I don't see any way of speeding up this code by means of clever bit tricks.

If you really want this code to be faster, the only way of significantly (>2x or so) speeding it up on x86 platform I see is to go for assembler/intrinsics implementation. SSE has the instruction PCMPGTB that

"Performs a SIMD compare for the greater value of the packed bytes, words, or doublewords in the destination operand (first operand) and the source operand (second operand). If a data element in the destination operand is greater than the corresponding date element in the source operand, the corresponding data element in the destination operand is set to all 1s; otherwise, it is set to all 0s."

XMM register would fit four 32-bit ints, and you could loop over your arrays reading the values, getting the mask and then ANDing the first input with the mask and the second one with inverted mask.

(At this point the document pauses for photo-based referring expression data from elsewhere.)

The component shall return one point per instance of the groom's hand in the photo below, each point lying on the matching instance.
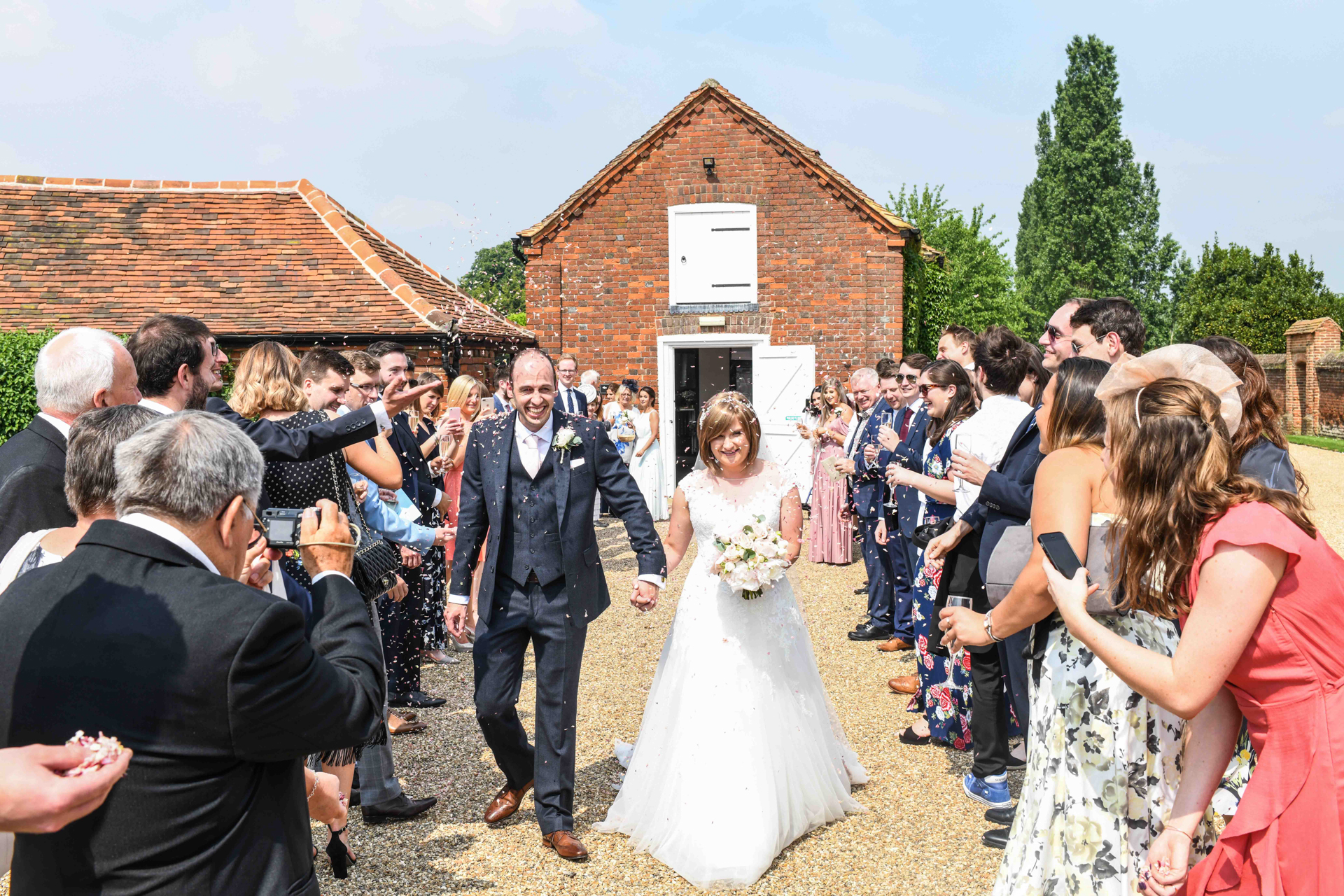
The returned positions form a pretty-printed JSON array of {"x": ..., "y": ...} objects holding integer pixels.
[{"x": 645, "y": 596}]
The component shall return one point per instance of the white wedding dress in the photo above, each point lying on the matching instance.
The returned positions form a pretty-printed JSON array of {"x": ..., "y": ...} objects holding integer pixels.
[{"x": 739, "y": 751}]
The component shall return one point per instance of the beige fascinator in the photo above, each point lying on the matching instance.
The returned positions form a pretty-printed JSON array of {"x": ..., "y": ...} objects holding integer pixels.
[{"x": 1183, "y": 362}]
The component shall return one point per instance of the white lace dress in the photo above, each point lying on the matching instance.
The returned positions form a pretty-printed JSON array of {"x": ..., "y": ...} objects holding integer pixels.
[{"x": 739, "y": 751}]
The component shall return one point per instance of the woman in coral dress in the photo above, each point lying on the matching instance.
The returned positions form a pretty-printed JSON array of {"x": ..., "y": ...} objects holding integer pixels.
[
  {"x": 832, "y": 530},
  {"x": 1262, "y": 601}
]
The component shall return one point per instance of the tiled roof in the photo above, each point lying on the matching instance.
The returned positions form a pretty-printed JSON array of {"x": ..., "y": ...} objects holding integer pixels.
[
  {"x": 254, "y": 258},
  {"x": 713, "y": 92}
]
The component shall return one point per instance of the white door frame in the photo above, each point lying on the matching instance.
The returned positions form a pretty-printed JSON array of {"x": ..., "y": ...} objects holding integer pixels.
[{"x": 667, "y": 381}]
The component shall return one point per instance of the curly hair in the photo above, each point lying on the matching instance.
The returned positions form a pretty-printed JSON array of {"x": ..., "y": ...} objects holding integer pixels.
[
  {"x": 267, "y": 381},
  {"x": 1174, "y": 472}
]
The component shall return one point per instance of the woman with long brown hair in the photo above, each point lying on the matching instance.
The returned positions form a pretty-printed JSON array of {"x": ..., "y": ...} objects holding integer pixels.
[
  {"x": 941, "y": 694},
  {"x": 832, "y": 530},
  {"x": 1262, "y": 599},
  {"x": 1102, "y": 762}
]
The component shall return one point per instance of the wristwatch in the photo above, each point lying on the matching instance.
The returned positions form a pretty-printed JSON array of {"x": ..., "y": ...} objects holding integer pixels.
[{"x": 990, "y": 628}]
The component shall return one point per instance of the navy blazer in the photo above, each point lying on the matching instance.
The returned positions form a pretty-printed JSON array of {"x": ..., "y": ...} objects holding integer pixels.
[
  {"x": 580, "y": 473},
  {"x": 1006, "y": 498},
  {"x": 33, "y": 482},
  {"x": 870, "y": 482}
]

On the other hand, maybe you can reformulate your algorithm so that you don't need to to pick larger bytes, but maybe for example take AND of the operands? Just a thought, hard to see if it can work without seeing the actual algorithm.

Krystian 2010-05-30 15:23:00

Answer 4

+2 A:

The function below uses unsafe code to treat the integer arrays as arrays of bytes so that there's no need for bit twiddling.

    private static void DoOtherThing(int[] bigArray1, int[] bigArray2)
    {
        unsafe
        {
            fixed (int* p1 = bigArray1, p2=bigArray2)
            {
                byte* b1 = (byte*)p1;
                byte* b2 = (byte*)p2;
                byte* bend = (byte*)(&p1[bigArray1.Length]);
                while (b1 < bend)
                {
                    if (*b1 < *b2)
                    {
                        *b1 = *b2;
                    }
                    ++b1;
                    ++b2;
                }
            }
        }
    }

On my machine running under the debugger in Release mode against arrays of 25 million ints, this code is about 29% faster than your original. However, running standalone, there is almost no difference in runtime. Sometimes your original code is faster, and sometimes the new code is faster.

Approximate numbers:

          Debugger  Standalone
Original  1,400 ms    700 ms
My code     975 ms    700 ms

And, yes, I did compare the results to ensure that the functions do the same thing.

I'm at a loss to explain why my code isn't faster, since it's doing significantly less work.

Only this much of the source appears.